We're on the Way to Europa - IndianAstronaut
http://www.planetary.org/blogs/casey-dreier/2015/0202-its-official-we-are-on-the-way-to-europa-fy2016.html
======
Red_Tarsius
For anyone who doesn't know about the _Clipper_ :
[http://www.jpl.nasa.gov/missions/europa-
clipper/](http://www.jpl.nasa.gov/missions/europa-clipper/) > "The Europa
Clipper is a concept under study by NASA that would conduct detailed
reconnaissance of Jupiter's moon Europa and would investigate whether the icy
moon could harbor conditions suitable for life."

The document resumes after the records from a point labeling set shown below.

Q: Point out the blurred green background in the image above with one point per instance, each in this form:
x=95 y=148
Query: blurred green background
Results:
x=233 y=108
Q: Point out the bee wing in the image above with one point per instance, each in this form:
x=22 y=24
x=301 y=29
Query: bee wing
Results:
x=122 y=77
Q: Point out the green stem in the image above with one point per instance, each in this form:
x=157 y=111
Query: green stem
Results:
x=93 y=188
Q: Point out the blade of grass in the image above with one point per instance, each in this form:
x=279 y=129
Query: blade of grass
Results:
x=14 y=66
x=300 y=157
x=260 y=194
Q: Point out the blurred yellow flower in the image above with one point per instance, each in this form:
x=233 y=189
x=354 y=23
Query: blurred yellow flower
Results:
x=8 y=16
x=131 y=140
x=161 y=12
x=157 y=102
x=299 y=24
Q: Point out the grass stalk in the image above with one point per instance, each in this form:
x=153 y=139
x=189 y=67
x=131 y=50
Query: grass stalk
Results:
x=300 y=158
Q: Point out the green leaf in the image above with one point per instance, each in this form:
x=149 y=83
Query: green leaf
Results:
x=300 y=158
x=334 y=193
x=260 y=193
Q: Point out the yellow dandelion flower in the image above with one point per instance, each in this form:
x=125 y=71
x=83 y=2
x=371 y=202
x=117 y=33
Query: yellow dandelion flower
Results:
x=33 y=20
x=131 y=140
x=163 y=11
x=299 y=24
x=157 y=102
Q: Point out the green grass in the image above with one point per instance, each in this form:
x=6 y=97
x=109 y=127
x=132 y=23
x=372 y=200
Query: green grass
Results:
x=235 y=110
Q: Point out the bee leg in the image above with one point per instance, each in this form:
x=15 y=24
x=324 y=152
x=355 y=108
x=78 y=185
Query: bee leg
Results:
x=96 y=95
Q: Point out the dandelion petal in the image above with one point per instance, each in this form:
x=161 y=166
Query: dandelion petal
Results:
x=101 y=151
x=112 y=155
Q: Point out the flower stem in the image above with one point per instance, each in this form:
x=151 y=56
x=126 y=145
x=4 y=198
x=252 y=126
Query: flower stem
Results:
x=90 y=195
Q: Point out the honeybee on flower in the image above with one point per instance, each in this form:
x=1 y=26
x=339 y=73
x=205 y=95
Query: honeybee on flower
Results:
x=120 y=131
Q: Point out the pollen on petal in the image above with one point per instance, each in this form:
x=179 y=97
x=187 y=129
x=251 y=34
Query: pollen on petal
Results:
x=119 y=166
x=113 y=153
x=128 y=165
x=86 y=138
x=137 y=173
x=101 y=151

Europa is a very interesting moon; the atmosphere has oxygen and there's an
ice shell that could hide considerable amounts of water. Could there be
microbial life?

On the sci fi side, here's a wikipedia article about terraforming Europa:
[http://goo.gl/KNDV82](http://goo.gl/KNDV82)

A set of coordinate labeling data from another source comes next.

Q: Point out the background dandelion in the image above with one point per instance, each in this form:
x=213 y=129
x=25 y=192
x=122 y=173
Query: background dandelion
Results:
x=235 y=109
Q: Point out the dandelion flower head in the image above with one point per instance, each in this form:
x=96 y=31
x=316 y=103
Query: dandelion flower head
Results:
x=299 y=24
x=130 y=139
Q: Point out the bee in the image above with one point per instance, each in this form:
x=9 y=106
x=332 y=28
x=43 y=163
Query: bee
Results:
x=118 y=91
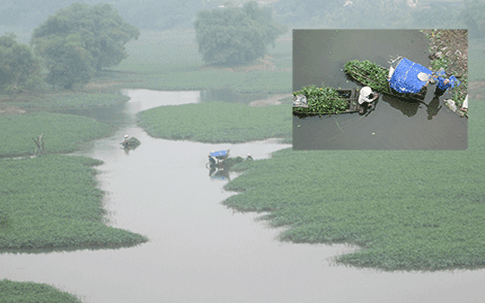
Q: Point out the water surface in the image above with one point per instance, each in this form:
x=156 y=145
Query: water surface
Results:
x=319 y=57
x=201 y=251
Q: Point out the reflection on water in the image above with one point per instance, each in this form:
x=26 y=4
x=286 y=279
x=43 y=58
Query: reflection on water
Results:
x=229 y=95
x=200 y=251
x=319 y=57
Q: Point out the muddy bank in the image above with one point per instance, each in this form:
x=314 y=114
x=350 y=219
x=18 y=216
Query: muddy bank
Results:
x=449 y=50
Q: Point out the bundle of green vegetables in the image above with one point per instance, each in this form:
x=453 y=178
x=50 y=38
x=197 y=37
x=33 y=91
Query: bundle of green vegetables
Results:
x=321 y=100
x=368 y=73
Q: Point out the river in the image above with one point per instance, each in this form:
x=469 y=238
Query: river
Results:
x=395 y=124
x=201 y=251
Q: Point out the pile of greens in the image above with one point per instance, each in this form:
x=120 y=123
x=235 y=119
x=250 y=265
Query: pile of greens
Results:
x=321 y=100
x=368 y=73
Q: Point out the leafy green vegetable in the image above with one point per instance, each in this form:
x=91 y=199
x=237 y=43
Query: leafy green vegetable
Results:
x=321 y=100
x=368 y=73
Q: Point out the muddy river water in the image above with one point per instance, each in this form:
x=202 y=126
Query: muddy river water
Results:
x=201 y=251
x=319 y=58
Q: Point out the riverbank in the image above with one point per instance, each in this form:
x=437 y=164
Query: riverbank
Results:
x=404 y=216
x=52 y=202
x=218 y=122
x=449 y=50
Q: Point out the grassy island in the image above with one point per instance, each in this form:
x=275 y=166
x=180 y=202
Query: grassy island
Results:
x=406 y=210
x=53 y=203
x=216 y=122
x=13 y=292
x=62 y=133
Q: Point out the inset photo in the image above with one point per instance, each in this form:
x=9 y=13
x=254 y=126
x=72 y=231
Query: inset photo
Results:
x=380 y=89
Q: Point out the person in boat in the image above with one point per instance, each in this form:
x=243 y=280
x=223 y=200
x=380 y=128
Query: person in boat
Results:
x=441 y=86
x=367 y=96
x=212 y=160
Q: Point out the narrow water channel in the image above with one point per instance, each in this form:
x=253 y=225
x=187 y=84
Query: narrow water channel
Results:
x=200 y=251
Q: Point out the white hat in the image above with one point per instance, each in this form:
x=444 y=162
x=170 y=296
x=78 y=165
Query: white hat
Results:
x=365 y=91
x=424 y=77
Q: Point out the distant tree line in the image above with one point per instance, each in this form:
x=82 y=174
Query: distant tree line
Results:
x=74 y=44
x=19 y=68
x=233 y=35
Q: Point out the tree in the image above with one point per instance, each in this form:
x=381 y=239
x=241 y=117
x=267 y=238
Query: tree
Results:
x=19 y=68
x=67 y=60
x=89 y=38
x=235 y=35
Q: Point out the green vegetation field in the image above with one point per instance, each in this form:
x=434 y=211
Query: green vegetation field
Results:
x=52 y=202
x=405 y=209
x=67 y=100
x=217 y=122
x=13 y=292
x=170 y=61
x=62 y=133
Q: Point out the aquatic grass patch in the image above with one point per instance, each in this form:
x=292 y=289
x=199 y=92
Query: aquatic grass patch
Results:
x=177 y=65
x=215 y=122
x=62 y=133
x=12 y=292
x=406 y=210
x=53 y=203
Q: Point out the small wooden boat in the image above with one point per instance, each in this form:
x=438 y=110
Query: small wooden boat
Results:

Important note: > Europa receives about 540 rem a day (500 is already
potentially fatal) from Jupiter's large radiation belts (10 times stronger
than Earth's Van Allen radiation belts), and may prove a health threat to
colonists. The satellite lacks a magnetosphere, which not only leaves it
exposed to radiation by Jupiter, but to the solar wind.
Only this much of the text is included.